Kids can learn when they want and how much they want. According to their
ability and interest. Just pick what interests them most and go in depth or
learn superficially.

School years are not one calender year but 5 years. So kids can learn at their
own pace and have time to educate themselves rather than cram for tests. This
is not to say that we should lower standards. We can still have the same
metrics as we have right now but make it five years instead of one year per
grade.

There can be 2-3 supervising teachers at the school house for doubts tutoring
etc..But older kids also teach the younger kids. The key is to keep the
overall class sizes small and have enough diversity wrt age. I am fond of
250-300 sized groups.

Maybe kids visit the school house twice a week or have school trips or travel.
Children have to learn to be by themselves or with peers their age or kids
slightly older than them as mentors. The further adults get away from kids,
the better it is, IMO.

Child rearing is a full time job.
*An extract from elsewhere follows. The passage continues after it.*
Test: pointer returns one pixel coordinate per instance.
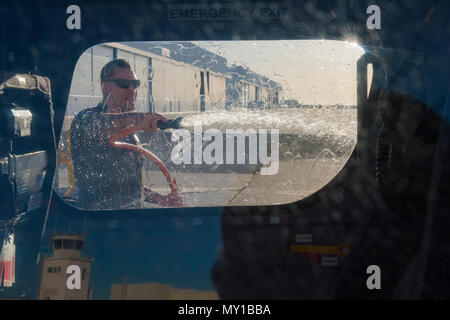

This isn’t to say that parents don’t have a
job. In fact, I think most working parents globally are moonlighting multiple
jobs. Ones that pays and one that is child rearing. I blame feminism that said
that women can do it all. I also blame men who keep making the joint decision
to have children without considering resources.

Schools have become day care centers and nannies for kids. This isn’t an ideal
situation. Sooner we lose that notion, better it would be for the world.

------
megapode
Awful.

Seems like a perfect plan for dystopia.

Bubble cluster x3400b has annexed all bubbles in the pacifc region to firm a
super liberterian bubble.

Bubble z1200a had been euthanising gingers in order to create a pure and
perfect society.

Dunbar village 2430yy has voted against vaccination and euthanised 15 remote
citizens who woulf not comply wth devaccination.